Ann Intern Med ; 165(1): 10-19, 2016 Jul 05.
Artigo em Inglês | MEDLINE | ID: mdl-27110953

RESUMO

BACKGROUND: The total population health benefits and costs of HIV preexposure prophylaxis (PrEP) for people who inject drugs (PWID) in the United States are unclear. OBJECTIVE: To evaluate the cost-effectiveness and optimal delivery conditions of PrEP for PWID. DESIGN: Empirically calibrated dynamic compartmental model. DATA SOURCES: Published literature and expert opinion. TARGET POPULATION: Adult U.S. PWID. TIME HORIZON: 20 years and lifetime. INTERVENTION: PrEP alone, PrEP with frequent screening (PrEP+screen), and PrEP+screen with enhanced provision of antiretroviral therapy (ART) for individuals who become infected (PrEP+screen+ART). All scenarios are considered at 25% coverage. OUTCOME MEASURES: Infections averted, deaths averted, change in HIV prevalence, discounted costs (in 2015 U.S. dollars), discounted quality-adjusted life-years (QALYs), and incremental cost-effectiveness ratios. RESULTS OF BASE-CASE ANALYSIS: PrEP+screen+ART dominates other strategies, averting 26 700 infections and reducing HIV prevalence among PWID by 14% compared with the status quo.

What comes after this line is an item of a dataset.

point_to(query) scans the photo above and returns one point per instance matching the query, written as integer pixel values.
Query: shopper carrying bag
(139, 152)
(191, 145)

Achieving these benefits costs $253 000 per QALY gained. At current drug prices, total expenditures for PrEP+screen+ART could be as high as $44 billion over 20 years. RESULTS OF SENSITIVITY ANALYSIS: Cost-effectiveness of the intervention is linear in the annual cost of PrEP and is dependent on PrEP drug adherence, individual transmission risks, and community HIV prevalence. LIMITATION: Data on risk stratification and achievable PrEP efficacy levels for U.S. PWID are limited. CONCLUSION: PrEP with frequent screening and prompt treatment for those who become infected can reduce HIV burden among PWID and provide health benefits for the entire U.S. population, but, at current drug prices, it remains an expensive intervention both in absolute terms and in cost per QALY gained. PRIMARY FUNDING SOURCE: National Institute on Drug Abuse.